CloudFormation cross-stack vs nested-stack

Question

I'm facing a decision to Use Cross-Stack References to Export Shared Resources or to Use Nested Stacks to Reuse Common Template Patterns following AWS CloudFormation best practices.

However, they seem the same to me apart from a few differences:

• cross-stack uses Fn::ImportValue, templates are in one folder.
• nested-stack must be in S3, uses type AWS::CloudFormation::Stack and TemplateURL.

There's no clear pros and cons between them as far as I could search.

My goal is to create a parent stack that passes some core variables like stackName to the child stacks, then the child stacks create the resources sharing some variables between them like ARN or Policies, using the stackName to name their resources like stackNameDynamoDBTable.

Answer 1

With cross stacks, you pass a reference to a bunch existing components X to stacks A and B when you want A and B to reuse these very same existing components. With nested stacks, when you nest a nested stack Y in stacks C and D, Y shall create a new set of components Y is describing individually for C and for D. It is similar to concepts 'passing by reference' and 'passing by value' in programming.

Answer 2

Nested stacks: if you need to manage your stacks from a single point, you should use nested stacks. example: assume that you have load balancer configuration that you use for most of your stacks. Instead of copying and pasting the same configurations into your templates you can create a dedicated template for load balancer.

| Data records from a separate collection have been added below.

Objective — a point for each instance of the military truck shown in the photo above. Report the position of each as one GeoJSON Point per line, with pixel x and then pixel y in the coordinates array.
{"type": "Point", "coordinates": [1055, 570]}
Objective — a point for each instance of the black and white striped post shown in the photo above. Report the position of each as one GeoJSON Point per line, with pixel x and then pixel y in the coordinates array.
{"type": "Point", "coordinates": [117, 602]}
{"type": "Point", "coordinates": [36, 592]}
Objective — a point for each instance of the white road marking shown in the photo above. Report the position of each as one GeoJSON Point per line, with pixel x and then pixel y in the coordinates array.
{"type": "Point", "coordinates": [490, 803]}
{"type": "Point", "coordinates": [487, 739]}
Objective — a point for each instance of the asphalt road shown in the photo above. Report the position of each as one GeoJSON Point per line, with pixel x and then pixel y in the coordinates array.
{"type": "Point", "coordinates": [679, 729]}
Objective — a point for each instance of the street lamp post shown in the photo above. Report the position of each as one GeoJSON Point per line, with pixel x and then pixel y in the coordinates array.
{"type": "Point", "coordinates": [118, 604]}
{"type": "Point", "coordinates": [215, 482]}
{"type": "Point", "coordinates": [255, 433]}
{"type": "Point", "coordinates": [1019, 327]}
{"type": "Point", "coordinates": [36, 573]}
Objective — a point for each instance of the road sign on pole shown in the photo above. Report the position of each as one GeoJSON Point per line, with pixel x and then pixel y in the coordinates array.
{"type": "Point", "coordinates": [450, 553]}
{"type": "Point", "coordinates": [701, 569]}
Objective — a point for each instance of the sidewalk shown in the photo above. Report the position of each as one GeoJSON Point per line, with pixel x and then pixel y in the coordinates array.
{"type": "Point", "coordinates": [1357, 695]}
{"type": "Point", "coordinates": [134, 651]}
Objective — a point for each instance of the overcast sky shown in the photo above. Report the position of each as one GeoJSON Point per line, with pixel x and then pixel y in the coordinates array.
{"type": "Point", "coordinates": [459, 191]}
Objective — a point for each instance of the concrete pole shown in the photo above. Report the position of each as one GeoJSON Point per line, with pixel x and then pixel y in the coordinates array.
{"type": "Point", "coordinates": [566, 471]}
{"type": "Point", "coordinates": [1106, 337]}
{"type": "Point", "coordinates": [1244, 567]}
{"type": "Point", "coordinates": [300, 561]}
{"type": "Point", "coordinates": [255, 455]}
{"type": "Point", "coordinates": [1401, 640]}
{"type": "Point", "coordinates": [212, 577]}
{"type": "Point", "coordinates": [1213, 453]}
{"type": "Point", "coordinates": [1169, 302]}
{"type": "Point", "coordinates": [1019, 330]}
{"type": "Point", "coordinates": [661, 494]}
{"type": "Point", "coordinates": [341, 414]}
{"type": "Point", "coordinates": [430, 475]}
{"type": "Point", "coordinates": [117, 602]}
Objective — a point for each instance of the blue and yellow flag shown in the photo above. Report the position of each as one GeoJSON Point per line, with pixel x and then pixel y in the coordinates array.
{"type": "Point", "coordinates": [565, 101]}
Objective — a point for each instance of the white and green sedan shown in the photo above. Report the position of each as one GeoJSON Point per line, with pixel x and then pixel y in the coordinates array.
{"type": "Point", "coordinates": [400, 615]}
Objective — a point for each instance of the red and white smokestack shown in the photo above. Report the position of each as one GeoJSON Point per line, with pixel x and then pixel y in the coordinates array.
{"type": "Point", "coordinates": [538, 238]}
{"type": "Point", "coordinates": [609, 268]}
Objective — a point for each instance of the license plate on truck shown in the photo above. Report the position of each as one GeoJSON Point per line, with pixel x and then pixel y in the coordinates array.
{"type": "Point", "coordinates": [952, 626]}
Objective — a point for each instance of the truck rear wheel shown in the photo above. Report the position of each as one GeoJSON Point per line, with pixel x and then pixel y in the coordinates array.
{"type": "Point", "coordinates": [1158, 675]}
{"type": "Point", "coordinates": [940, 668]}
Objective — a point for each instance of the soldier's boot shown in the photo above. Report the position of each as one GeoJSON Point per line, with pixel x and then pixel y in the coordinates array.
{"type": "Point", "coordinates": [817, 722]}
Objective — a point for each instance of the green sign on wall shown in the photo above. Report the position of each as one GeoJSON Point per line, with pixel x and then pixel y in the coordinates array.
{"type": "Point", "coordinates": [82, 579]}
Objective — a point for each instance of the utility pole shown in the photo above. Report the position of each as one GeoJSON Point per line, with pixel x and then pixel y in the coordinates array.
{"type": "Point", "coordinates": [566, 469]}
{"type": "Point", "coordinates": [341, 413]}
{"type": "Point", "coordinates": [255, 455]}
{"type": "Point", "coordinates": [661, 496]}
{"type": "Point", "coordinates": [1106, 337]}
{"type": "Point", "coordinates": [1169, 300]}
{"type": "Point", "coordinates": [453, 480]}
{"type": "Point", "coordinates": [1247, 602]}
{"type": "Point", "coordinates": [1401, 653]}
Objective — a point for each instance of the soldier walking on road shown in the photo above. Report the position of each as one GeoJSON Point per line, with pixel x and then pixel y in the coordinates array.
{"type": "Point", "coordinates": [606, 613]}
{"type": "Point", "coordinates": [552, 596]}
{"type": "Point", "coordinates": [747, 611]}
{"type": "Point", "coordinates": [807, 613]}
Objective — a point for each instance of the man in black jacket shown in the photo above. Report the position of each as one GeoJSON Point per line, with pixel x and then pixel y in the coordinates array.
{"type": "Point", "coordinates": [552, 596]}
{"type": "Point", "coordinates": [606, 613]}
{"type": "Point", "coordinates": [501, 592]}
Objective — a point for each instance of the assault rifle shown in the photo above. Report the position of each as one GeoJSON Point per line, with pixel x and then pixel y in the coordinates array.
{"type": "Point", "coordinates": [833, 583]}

cross-stack : Alternatively, if you need to manage your stacks as separate entities, you should use cross-stack references.(AWS limits the number of VPCs you can create in an AWS region to five.) example : You might have a network stack that includes a VPC, a security group, and a subnet. You want all public web apps to use these resources. By exporting the resources, you allow all stacks with public web applications to use them.

Answer 3

There is a way to get the best of both worlds. The trick is to use cross-stack resource sharing but make it depend on a parameter that is passed using Nested stack.

Here's an example from how I used this, consider two stacks IAMRoleStack and ComputeStack. The former contains all the necessary IAM roles and the latter contains a bunch of Lambda functions that those roles are applied to.

Resources:
  IAMCustomAdminRoleForLambda:
    Type: AWS::IAM::Role
    Properties:
      AssumeRolePolicyDocument:
      Policies:

Output:
  IAMRoleArnForLambda:
    Description: Returns the Amazon Resource Name for the newly created IAM Custom
      Role for Lambda function
    Value: !GetAtt 'IAMCustomAdminRoleForLambda.Arn'
    Export:
      Name: !Sub '${AWS::StackName}-IAMRoleArnForLambda'

  StackName:
    Description: Returns name of stack after deployment
    Value: !Sub ${AWS::StackName}

As you can see I've exported the IAM role but it's Name depends on the stack name that is calculated once the stack is deployed. You can read more about exporting outputs in the docs.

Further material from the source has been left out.